The firewall is involved in all four IR phases. Here's how I practice each:

**Triage:** Alert fires (Suricata or a firewall log anomaly). First question: is the traffic being blocked or permitted? If blocked, the threat is already mitigated — triage drops from Critical to Low. Pull the filter log for the source IP to see the full scope of attempts.

**Containment:** If traffic is blocked, containment is the firewall doing its job. Verify that no state was established (`pfctl -s state | grep <source-ip>`) before downgrading severity. If traffic was permitted (false negative), add a temporary block rule immediately, then investigate.

**Eradication:** Identify the root cause (compromised host, misconfigured application, test traffic that wasn't coordinated). Remediate at the source, not just at the firewall. A block rule without a root-cause fix is just a bandage.

**Recovery:** Remove temporary rules. If a permanent rule change is needed (e.g., to block a newly-discovered lateral path, or to explicitly permit a legitimate flow that was being blocked), file a CR and go through the normal change process — even if the incident is "closed."

**Lessons learned:** Every IR gets a written report. The value is not the report itself but the habit of asking "what would have caught this earlier?" and "does the detection need tuning?"

---

## 8. Worked example: IR-2026-003

*This is a real example from the lab. The full report is in `policy/incident-report-example.md`.*

**Alert:** Suricata fires `ET SCAN Potential SSH Scan OUTBOUND` at 02:11 UTC. Source: 192.168.10.11 (ws02). Targets: three hosts in VLAN 20, port 22. Traffic is blocked by `users-default-deny`.

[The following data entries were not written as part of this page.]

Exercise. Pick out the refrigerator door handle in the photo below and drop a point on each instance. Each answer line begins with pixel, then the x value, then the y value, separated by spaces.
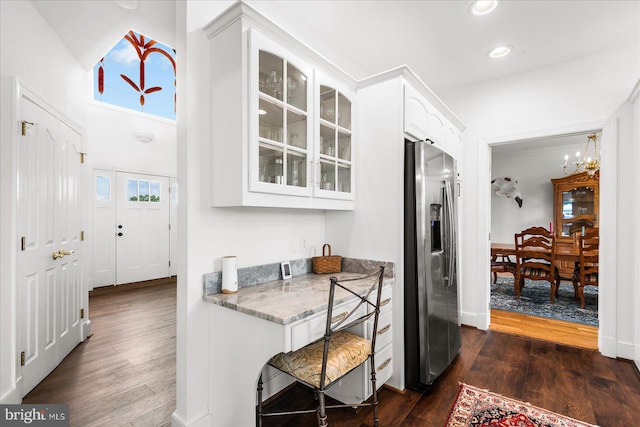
pixel 450 231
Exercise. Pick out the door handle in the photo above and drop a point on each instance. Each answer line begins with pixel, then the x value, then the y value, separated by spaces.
pixel 61 254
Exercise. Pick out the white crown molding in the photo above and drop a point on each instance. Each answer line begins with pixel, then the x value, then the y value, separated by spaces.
pixel 254 19
pixel 409 75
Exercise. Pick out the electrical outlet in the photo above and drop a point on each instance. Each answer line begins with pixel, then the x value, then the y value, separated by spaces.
pixel 294 244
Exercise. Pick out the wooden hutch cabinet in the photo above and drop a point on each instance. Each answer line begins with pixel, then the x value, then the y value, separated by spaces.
pixel 575 205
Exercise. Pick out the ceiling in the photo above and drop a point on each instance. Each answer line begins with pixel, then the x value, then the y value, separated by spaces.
pixel 440 40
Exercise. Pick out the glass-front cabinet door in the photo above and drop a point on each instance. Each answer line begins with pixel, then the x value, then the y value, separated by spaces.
pixel 335 145
pixel 575 205
pixel 282 150
pixel 578 209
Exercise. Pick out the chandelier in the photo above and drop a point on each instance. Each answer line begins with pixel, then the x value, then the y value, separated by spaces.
pixel 587 164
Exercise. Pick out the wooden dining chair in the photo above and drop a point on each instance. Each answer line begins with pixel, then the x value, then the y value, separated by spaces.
pixel 535 259
pixel 324 362
pixel 501 263
pixel 586 273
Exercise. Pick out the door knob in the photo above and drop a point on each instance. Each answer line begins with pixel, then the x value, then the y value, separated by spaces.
pixel 61 254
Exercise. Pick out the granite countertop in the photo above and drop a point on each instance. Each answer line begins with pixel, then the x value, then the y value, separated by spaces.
pixel 286 301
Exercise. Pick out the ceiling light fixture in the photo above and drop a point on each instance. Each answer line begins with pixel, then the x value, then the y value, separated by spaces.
pixel 127 4
pixel 500 51
pixel 483 7
pixel 587 164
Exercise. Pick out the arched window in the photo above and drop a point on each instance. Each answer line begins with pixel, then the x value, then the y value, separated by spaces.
pixel 140 74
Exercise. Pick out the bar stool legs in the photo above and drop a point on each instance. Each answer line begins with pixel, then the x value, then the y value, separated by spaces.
pixel 259 407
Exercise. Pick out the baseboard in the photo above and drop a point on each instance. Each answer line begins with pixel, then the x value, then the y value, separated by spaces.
pixel 625 350
pixel 130 286
pixel 86 329
pixel 607 346
pixel 202 420
pixel 11 397
pixel 479 321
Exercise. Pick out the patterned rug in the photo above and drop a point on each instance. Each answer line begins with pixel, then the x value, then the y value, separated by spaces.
pixel 534 300
pixel 475 408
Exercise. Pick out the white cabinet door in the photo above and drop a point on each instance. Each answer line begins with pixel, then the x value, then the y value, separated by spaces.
pixel 264 122
pixel 334 176
pixel 280 124
pixel 416 113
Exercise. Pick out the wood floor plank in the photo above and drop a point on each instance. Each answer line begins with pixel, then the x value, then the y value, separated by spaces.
pixel 570 333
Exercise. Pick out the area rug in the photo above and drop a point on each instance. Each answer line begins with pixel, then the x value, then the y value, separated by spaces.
pixel 475 407
pixel 534 300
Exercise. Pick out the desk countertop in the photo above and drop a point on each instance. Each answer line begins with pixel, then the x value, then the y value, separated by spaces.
pixel 286 301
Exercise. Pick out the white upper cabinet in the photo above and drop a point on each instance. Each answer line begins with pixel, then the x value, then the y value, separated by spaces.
pixel 280 128
pixel 280 137
pixel 335 149
pixel 423 121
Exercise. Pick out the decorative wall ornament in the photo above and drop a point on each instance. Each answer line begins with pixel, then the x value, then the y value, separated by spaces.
pixel 130 65
pixel 506 187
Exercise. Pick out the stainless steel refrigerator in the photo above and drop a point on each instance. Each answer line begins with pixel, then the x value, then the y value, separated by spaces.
pixel 432 328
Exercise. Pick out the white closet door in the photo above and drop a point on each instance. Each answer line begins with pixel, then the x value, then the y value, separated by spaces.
pixel 49 268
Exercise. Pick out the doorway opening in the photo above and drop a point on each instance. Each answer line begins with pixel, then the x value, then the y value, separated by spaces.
pixel 607 216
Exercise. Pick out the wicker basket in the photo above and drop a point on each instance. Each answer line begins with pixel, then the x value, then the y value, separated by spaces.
pixel 327 263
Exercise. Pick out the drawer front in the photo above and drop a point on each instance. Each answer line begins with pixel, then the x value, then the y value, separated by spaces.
pixel 385 299
pixel 385 331
pixel 311 329
pixel 384 366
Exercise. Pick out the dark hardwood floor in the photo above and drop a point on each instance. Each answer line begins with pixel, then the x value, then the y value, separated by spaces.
pixel 125 374
pixel 572 381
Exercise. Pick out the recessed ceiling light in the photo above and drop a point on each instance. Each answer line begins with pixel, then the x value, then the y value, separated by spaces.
pixel 127 4
pixel 499 52
pixel 482 7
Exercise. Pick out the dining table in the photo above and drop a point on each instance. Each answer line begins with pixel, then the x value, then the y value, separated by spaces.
pixel 569 253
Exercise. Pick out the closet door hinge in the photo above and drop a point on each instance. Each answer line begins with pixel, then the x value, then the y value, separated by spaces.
pixel 24 127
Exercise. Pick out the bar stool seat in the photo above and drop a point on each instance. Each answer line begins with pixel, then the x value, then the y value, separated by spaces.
pixel 346 352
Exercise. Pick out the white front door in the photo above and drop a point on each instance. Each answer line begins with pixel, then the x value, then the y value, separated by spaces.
pixel 49 276
pixel 142 227
pixel 103 236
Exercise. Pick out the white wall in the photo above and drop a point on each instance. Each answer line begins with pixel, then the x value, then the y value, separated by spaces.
pixel 559 97
pixel 112 144
pixel 257 236
pixel 533 170
pixel 635 98
pixel 31 51
pixel 374 229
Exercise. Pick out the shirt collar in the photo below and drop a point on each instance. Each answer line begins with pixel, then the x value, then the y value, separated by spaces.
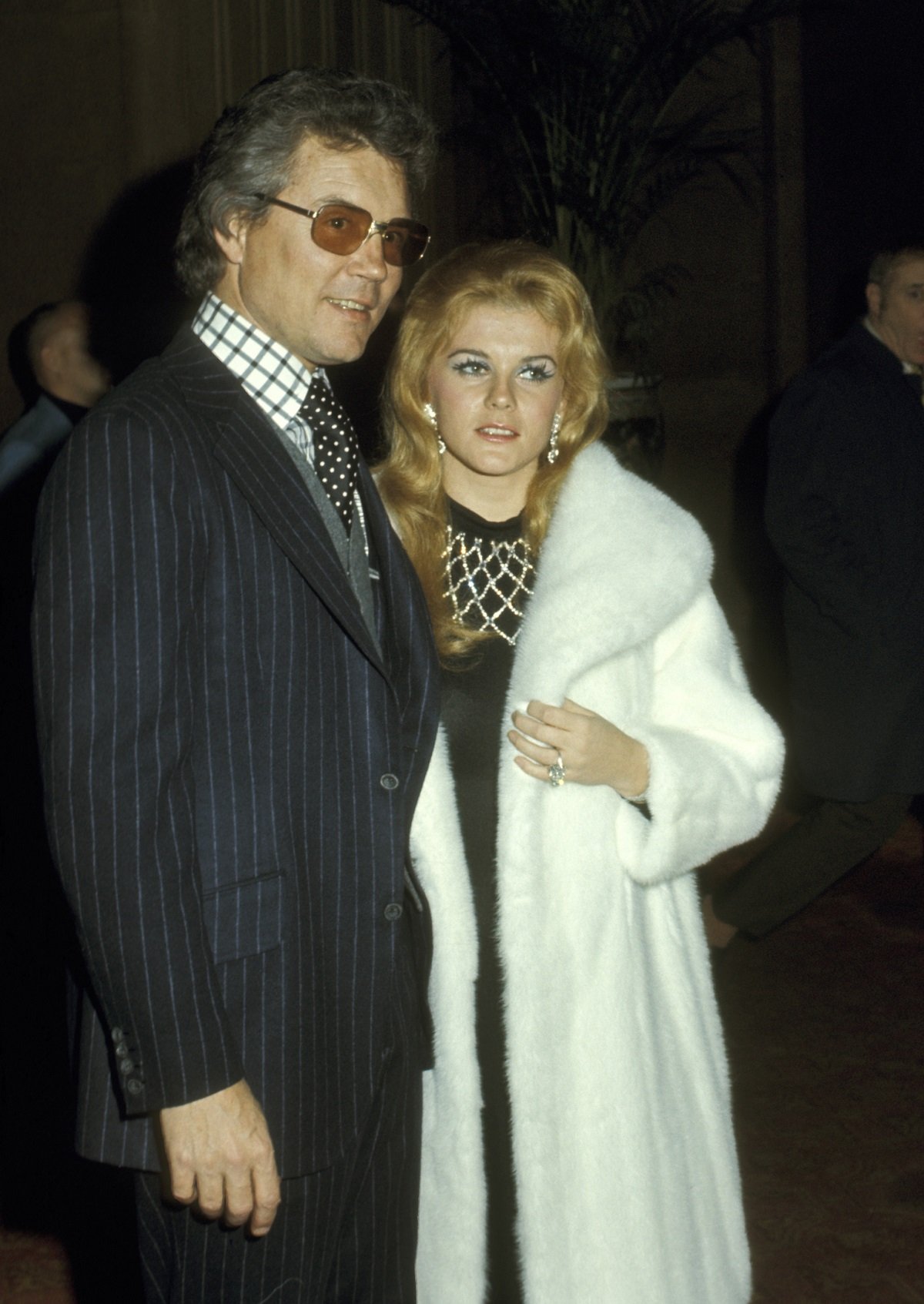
pixel 267 370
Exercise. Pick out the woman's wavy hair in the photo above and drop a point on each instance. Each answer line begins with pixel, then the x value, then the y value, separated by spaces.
pixel 510 274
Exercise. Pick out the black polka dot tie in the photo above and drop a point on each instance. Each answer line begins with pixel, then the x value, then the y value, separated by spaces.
pixel 335 455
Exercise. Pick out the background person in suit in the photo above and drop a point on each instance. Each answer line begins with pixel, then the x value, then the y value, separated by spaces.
pixel 56 344
pixel 236 703
pixel 843 511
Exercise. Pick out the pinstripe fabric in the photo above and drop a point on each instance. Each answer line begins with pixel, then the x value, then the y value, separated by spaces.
pixel 218 735
pixel 344 1235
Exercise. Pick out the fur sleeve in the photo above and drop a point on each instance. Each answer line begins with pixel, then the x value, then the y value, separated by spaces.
pixel 716 756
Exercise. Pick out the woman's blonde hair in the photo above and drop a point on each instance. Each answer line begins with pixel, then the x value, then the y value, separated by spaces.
pixel 514 276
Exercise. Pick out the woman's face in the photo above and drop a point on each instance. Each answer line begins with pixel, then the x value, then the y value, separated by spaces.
pixel 496 389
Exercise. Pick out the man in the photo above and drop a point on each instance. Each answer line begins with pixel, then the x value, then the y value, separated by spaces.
pixel 843 510
pixel 237 703
pixel 56 340
pixel 51 348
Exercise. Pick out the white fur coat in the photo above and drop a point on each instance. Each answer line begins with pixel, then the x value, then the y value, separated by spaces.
pixel 627 1176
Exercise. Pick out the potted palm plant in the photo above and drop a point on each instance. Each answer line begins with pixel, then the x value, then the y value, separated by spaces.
pixel 583 118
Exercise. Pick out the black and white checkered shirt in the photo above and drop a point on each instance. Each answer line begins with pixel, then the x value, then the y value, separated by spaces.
pixel 267 370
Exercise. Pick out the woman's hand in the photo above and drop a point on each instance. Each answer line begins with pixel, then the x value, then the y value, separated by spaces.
pixel 592 750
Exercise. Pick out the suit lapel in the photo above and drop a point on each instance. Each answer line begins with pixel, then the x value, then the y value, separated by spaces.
pixel 252 453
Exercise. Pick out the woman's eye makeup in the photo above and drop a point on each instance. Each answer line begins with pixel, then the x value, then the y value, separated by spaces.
pixel 538 372
pixel 470 365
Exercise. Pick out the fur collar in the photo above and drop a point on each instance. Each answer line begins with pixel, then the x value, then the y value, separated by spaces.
pixel 619 562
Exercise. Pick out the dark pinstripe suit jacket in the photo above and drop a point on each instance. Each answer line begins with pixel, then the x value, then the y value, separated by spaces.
pixel 229 764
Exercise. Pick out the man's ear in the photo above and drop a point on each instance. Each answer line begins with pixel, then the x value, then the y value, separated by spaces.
pixel 233 244
pixel 875 300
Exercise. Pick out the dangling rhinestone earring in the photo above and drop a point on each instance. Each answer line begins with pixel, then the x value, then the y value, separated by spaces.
pixel 551 451
pixel 430 414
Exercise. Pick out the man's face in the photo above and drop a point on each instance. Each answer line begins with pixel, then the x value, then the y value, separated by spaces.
pixel 897 310
pixel 320 306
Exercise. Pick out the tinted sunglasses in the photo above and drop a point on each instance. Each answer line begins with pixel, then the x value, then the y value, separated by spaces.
pixel 342 229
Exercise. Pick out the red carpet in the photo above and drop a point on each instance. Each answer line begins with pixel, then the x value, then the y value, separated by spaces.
pixel 825 1029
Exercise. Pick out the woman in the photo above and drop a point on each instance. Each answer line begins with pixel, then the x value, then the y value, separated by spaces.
pixel 600 743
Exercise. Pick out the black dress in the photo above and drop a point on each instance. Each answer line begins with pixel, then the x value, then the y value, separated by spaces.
pixel 490 575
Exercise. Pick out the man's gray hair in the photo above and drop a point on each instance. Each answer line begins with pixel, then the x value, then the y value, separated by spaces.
pixel 250 150
pixel 888 261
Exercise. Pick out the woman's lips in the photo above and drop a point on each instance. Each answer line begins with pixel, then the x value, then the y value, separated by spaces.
pixel 497 432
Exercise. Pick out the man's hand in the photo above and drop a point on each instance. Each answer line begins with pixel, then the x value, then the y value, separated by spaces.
pixel 220 1155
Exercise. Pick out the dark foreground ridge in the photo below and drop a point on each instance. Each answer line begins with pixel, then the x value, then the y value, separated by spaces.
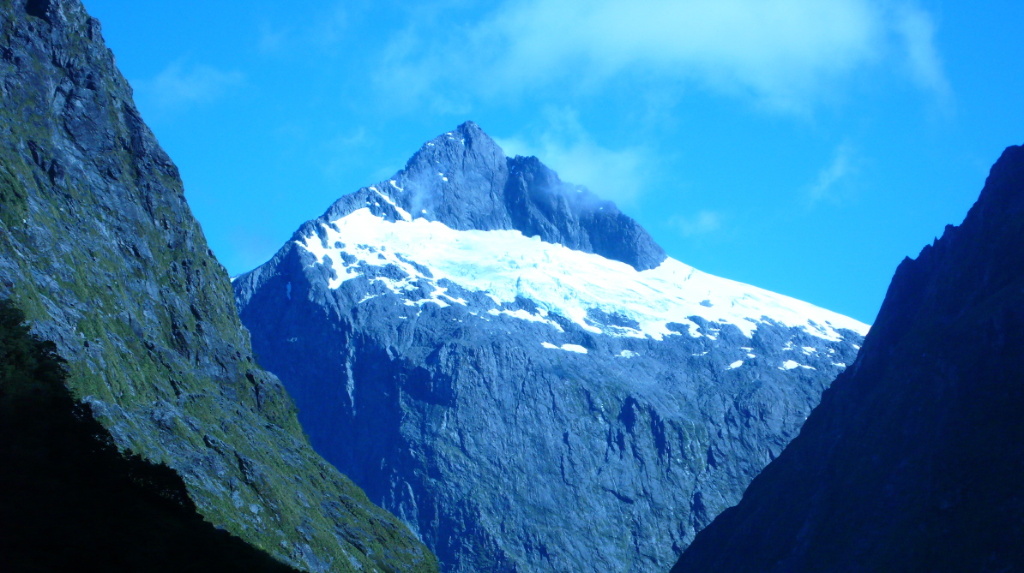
pixel 98 248
pixel 485 190
pixel 913 459
pixel 69 497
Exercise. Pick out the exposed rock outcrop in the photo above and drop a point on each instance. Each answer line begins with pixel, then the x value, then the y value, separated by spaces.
pixel 98 247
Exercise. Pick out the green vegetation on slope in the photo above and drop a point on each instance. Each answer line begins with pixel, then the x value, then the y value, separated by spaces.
pixel 99 249
pixel 68 496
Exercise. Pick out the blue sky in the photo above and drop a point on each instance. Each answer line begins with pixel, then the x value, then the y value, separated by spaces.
pixel 805 146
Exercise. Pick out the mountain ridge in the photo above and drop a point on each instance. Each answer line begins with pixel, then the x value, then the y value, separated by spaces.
pixel 519 193
pixel 478 382
pixel 99 249
pixel 911 460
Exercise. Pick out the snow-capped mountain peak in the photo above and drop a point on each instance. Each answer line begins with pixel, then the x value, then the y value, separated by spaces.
pixel 415 258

**Triage:** Filter log confirms all attempts blocked, no state established. Severity: Low.

**Investigation:** syslog-ng shows the Veeam backup agent on ws02 starting a job at 02:08. The agent's config points to all three server-VLAN hosts and was reconfigured by a software update to try SSH transport instead of the application port (9443). The agent was iterating its configured host list, probing each on port 22 — which Suricata correctly identified as a scan pattern.

**Outcome:** No breach. Reconfigured the agent, scoped its target list to only the backup server (192.168.20.30), corrected the transport port to 9443. Filed CR-2026-016 to explicitly permit that specific flow. Added an explicit `users-no-ssh-to-servers` block rule so future SSH-to-servers blocks are clearly labeled in audit logs rather than falling through to the generic default-deny.

**Time to resolve:** 65 minutes. **Impact:** Zero.

---

## 9. What's next

Honest gaps and the next milestones:

| Gap | Plan |
|-----|------|
| No centralized log search — grepping flat files doesn't scale | Stand up Graylog or Elastic Stack on a separate VM in VLAN 20 |
| Suricata rules are mostly defaults — high false-positive rate | Work through the ET ruleset methodically; suppress known-good; write one custom rule |
| No IDS coverage on inter-VLAN traffic (Suricata is only on WAN) | Enable Suricata on em2 and em3; compare alert volume |
| Change process is documented but not version-controlled | Move baseline.rules and CR log into git; each CR becomes a commit message |
| No network monitoring baseline — anomaly detection requires knowing "normal" | Enable pfSense traffic graphs; capture a week of baselines before tuning Suricata |
| Lab topology is single-firewall — no redundancy or HA testing | Add a second pfSense in CARP/HA mode; practice failover |

The goal is not to finish — it's to keep the process honest. Each gap is a planned lab exercise, not a shortcoming.